In 1952, Japan and the United States declared peace between them. While Nicholas Campion notes several times for the actual declaration, I worked with the 10:30 PM Japanese time chart.
Despite the tight Cardinal T-square that can actually be called a Cardinal Grand Cross (and angular at that!), I find myself very much at peace with how this chart reveals the effort to work hard. Saturn rules the chart from inside the 9th house while a Venus-Neptune opposition forms a respective 26-minute conjunction through Neptune to the IC/MC Meridian. But Saturn is part of the Grand Cross as it opposes 3rd house Mercury, squares 7th house Uranus and then opposes 1st house Chiron.
Chiron’s presence in the 1st certainly points to the effort at wounded healing; but its first house position points to peace potentially being created out of the tragedies at Hiroshima and Nagasaki. Here then is a perhaps quieter but still riveting sense of attraction, the charismatic overtone that peace can be created as the world begins to rebuild from the devastation of the now-ended world war in those years.
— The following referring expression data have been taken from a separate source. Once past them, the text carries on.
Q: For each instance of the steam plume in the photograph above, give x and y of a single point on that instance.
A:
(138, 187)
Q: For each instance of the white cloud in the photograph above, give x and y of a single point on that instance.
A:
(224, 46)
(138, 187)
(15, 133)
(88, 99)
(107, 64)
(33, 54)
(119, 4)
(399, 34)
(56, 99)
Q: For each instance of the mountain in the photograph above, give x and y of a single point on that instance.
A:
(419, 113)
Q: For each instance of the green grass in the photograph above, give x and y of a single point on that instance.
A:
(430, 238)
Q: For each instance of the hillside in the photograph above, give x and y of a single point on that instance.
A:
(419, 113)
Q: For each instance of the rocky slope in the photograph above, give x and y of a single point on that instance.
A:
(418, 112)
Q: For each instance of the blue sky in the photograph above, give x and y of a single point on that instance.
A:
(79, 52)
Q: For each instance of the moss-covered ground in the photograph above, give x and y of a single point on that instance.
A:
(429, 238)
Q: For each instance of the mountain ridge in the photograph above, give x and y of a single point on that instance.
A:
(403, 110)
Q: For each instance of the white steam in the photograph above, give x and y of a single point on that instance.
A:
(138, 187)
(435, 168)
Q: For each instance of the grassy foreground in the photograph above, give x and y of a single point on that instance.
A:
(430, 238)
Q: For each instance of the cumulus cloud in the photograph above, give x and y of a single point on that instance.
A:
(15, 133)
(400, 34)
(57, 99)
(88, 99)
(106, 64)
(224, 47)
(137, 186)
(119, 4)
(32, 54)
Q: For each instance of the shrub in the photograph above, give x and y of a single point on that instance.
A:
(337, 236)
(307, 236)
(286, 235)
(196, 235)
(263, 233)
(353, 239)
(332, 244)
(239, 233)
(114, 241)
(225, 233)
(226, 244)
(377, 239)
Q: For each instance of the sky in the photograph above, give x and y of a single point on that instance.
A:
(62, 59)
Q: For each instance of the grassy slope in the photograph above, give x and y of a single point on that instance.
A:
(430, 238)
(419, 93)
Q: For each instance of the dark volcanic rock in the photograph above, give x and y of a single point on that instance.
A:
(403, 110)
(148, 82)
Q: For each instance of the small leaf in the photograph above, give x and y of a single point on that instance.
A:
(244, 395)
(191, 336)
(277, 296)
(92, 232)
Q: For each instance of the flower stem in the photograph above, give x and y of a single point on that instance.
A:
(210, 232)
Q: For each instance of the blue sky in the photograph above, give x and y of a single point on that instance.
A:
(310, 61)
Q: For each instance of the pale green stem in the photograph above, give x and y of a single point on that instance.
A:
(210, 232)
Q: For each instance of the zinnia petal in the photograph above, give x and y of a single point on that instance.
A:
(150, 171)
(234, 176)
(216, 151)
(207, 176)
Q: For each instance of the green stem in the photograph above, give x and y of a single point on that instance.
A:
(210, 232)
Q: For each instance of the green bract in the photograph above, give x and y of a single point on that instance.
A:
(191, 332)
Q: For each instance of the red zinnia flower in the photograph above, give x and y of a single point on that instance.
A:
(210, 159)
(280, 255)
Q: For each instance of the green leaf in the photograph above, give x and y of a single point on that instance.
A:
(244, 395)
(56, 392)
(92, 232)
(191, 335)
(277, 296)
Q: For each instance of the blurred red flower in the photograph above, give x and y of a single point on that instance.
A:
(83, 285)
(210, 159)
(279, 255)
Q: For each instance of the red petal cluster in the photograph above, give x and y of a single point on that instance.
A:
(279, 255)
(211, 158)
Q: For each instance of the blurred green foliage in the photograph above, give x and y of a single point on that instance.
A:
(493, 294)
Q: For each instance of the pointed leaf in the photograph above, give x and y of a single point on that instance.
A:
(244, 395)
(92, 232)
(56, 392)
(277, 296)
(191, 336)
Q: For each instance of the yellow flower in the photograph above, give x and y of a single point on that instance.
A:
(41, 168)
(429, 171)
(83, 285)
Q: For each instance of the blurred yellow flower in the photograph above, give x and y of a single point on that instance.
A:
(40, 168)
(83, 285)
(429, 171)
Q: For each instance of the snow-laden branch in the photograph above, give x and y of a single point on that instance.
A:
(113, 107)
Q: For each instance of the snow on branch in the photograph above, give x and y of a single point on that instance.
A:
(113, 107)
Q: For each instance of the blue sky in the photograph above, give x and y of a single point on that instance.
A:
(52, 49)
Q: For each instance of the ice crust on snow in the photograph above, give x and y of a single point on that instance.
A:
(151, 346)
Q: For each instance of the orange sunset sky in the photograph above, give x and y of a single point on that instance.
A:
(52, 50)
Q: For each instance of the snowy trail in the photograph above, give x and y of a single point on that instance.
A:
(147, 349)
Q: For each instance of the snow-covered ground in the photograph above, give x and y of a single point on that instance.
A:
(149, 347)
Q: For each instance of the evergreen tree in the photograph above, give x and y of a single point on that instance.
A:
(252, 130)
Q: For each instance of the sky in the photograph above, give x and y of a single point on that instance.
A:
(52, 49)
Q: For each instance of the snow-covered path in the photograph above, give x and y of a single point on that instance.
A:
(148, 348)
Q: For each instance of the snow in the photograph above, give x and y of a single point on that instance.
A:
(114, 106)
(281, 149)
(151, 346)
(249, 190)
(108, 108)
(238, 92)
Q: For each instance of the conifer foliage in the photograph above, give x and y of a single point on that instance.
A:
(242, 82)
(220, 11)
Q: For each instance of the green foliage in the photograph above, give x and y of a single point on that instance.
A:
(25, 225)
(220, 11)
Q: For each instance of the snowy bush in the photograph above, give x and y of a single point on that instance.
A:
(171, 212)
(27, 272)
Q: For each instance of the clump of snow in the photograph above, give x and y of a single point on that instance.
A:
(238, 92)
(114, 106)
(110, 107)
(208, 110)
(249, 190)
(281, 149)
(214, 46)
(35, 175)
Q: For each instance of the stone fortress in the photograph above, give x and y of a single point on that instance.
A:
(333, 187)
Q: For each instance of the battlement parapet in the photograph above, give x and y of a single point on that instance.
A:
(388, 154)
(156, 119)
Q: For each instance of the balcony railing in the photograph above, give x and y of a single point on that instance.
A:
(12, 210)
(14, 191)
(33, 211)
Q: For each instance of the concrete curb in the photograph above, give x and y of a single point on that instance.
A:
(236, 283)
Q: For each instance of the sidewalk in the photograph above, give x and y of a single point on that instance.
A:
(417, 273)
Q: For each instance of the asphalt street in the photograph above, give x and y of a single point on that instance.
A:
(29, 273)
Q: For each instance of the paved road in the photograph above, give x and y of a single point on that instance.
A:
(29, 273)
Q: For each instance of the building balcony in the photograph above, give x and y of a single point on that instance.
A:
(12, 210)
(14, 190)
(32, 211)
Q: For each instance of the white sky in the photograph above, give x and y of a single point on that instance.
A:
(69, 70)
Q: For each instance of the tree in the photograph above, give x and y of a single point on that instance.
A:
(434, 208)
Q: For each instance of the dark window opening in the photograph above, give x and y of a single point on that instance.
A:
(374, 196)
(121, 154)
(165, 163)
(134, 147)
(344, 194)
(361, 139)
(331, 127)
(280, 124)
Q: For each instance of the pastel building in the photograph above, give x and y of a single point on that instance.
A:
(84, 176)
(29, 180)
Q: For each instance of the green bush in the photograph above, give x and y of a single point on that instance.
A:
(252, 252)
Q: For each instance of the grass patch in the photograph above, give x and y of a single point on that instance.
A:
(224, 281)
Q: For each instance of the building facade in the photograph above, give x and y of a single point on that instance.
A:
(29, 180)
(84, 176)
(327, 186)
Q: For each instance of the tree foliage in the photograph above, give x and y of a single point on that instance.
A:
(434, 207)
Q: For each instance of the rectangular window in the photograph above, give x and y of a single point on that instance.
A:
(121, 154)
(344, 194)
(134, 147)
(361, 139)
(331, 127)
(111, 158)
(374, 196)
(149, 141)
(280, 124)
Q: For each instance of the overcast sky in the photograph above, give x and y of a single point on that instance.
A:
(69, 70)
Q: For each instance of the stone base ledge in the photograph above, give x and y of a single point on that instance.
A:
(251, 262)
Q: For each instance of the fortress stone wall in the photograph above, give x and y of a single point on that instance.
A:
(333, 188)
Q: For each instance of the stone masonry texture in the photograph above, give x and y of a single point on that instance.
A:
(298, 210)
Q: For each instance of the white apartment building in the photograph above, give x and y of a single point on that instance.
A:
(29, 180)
Lois Rodden had said Saturn in Libra gave a sense of responding to the duties and responsibilities of a relationship as if it were a business arrangement. Certainly this would be true between two nations coming to a time of peace with Saturn setting boundaries between the two. So while it may be a controlled sense of charisma and even sizzle, I wouldn’t see this placement as anything less than charismatic and sizzling. Renewal and attraction to the concept as a whole would be made stronger by such a pact for peace.